Wednesday, February 14, 2018

Neural Network weight optimization algorithms

In this post, I write about different ways of updating neural network weights. 

I’m writing this post out of the notes I took for the class “Improving Deep Neural Networks: Hyperparameter tuning, Regularization and Optimization”.

Specifically, I discuss about optimizing the neural network weights using non-traditional gradient descent algorithms.

Applying proper optimization techniques have direct effect on the performance of the neural network.

Required pre-requisites to understand this content:
  1. Neural Networks
  2. Gradient Descent
  3. Back Propagation
  4. Cost functions

To explain the following, I’m assuming neural network weights θ to be 1D/2D vector.
The different ways to update the neural network weights are described as follows:

Traditional gradient Descent:


  1. It is prone to larger oscillations during its descent to global/local optimum while optimizing the cost function. This affects performance.
  2. To reduce the oscillations, we use (exponentially weighted) moving average like approaches to dampen out the effects of these oscillations.
  3. This ensures smoother transition to the global/local optimum while optimizing the cost function.



Exponentially weighted Moving averages:

Assuming we have a 1D vector V, that changes over time (like temperature). It is prone to large local variations. 

To correct for that (quick and abrupt) change, we perform the following operations

Vcorrected  = (β* Vt-1) + (1 - β) * Voriginal

In other words, Vcorrected ≈ Approximately average over (1.0 / (1.0 - β)) observations

For example,

If β = 0.9 ≈ approximately last 10 observations average.

If β = 0.98 ≈ approximately last 50 observations average.

  1. Larger value of β gives smoother curves (as opposed to zig-zag/abrupt movement as observed in pure gradient descent).
  2. Bias correction in exponential weighted moving averages applied to gradient descent like algorithms don't affect them significantly. They can be implemented if needed. This is required in ADAptive momentum algorithm.


Momentum

Since, we understand basics of exponentially weighted moving averages, we can apply that in weight update step in neural network optimization.

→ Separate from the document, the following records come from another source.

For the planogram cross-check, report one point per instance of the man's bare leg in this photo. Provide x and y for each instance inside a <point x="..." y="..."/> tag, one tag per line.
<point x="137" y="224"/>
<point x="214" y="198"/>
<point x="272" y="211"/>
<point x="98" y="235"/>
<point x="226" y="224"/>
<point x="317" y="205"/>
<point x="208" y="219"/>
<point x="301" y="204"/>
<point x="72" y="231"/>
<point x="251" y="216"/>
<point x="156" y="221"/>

We update the weights by performing the following steps:

Vdw = (β * Vdw) + ((1- β)* Vdw)
Vdb = (β * Vdb) + ((1- β)* Vdb)

Weight update step:

W = W - (α * Vdw) instead of W = W - (α * dw)
b = b - (α * Vdb) instead of b = b - (α * dw)
Usually Beta = 0.9

  1. This weight update procedure gives us smoother convergence to global/local minimum.
  2. The Vdw, Vdb terms are derived from the exponentially weighted moving average equations.


RMSProp

Root Mean Squared Propagation. Interestingly this was proposed in the Coursera course by Geoffrey Hinton back in 2011-2012.

While applying gradient descent, we update the weights by performing the following:


Sdw = (β * Sdw) + ((1- β)* (dw)2 )

Sdb = (β * Sdb) + ((1- β)* (db)2 )

Weight update step:
W = W - (α * (dw/ (sqrt(Sdw) +ε))) instead of W = W - (α * dw)
b = b - (α * (db/ sqrt(Sdb)+ε))) instead of W = W - (α * db).

The Sdw, Sdb terms are derived from the exponentially weighted moving average equations.
                                               

Adam: ADAptive Momentum


This is the most commonly used/popular optimization algorithm in the computer vision community. 

We have slightly changed update algorithm compared to Momentum.

While applying gradient descent, we update the weights by performing the following:

From Momentum we have:

Vdw = (β1 * Vdw) + ((1.0 - β1) * Vdw)
Vdb = (β1 * Vdb) + ((1.0 - β1) * Vdb)

You have to perform bias correction:

Vdw_corrected = Vdw /(1.0 - ( β1)t)
Vdb_corrected = Vdb /(1.0 - ( β1)t)

From RMSProp we have

Sdw = (β2 * Sdw) + ((1.0 - β2)* (dw)2 )
Sdb = (β2 * Sdb) + ((1.0 - β2)* (db)2 )

You have to perform bias correction:

Sdw_corrected = Sdw /(1.0 - ( β2)t)
Sdb_corrected = Sdb /(1.0 - ( β2)t)

Finally, we perform weight updates:

W = W - (α * (Vdw/ (sqrt(Sdw)+ε))) instead of W = W - (α * dw).
b = b - (α * (Vdb/ (sqrt(Sdb)+ε))) instead of b = b - (α * db).

All of this reminds me of Kalman filters, where the observed signal value is not exactly correct, we observe some process noise and observation noise and we try to incorporate that to have a updated/corrected signal value from the sensor.